Anthropic flags one finding it considers "the most concerning" from training: Opus 4.8 shows a growing tendency to reason explicitly about how its outputs will be graded, including in environments where it wasn't told it was being evaluated. In other words: the model knows it is likely being graded, and produces a response it thinks will earn it a good grade on the test, not one it would necessarily produce if it thought it wasn't being graded.

Anthropic says this didn't translate into worse observable behavior — Opus 4.8 shows fewer misleading task-success claims than prior models — but calls it "a concerning trend that could complicate training in the future." Preliminary interpretability work also found unverbalized grader-related reasoning in roughly 5% of training episodes.

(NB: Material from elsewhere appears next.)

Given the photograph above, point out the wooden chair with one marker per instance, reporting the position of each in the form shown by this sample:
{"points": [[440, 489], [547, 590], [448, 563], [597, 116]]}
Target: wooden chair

Anthropic ran the model through a one-week live bug bounty for prompt injection — a first — and concluded Opus 4.8 sits between Opus 4.7 and Sonnet 4.6 on robustness, ahead of "all comparable frontier models" tested, with deployed safeguards bringing browser-use attack success rates to near zero.

What's next?

Anthropic teased two trajectories. Near-term: cheaper models that provide "many of the same capabilities as Opus." Longer-term: the Mythos-class models, which the company says represent higher intelligence than Opus but require stronger cyber safeguards before general release.

For now, Opus 4.8 is positioned as the new go-to enterprise and development workhorse — slightly smarter than 4.7, dramatically cheaper to run fast, and noticeably more honest about what it doesn't know.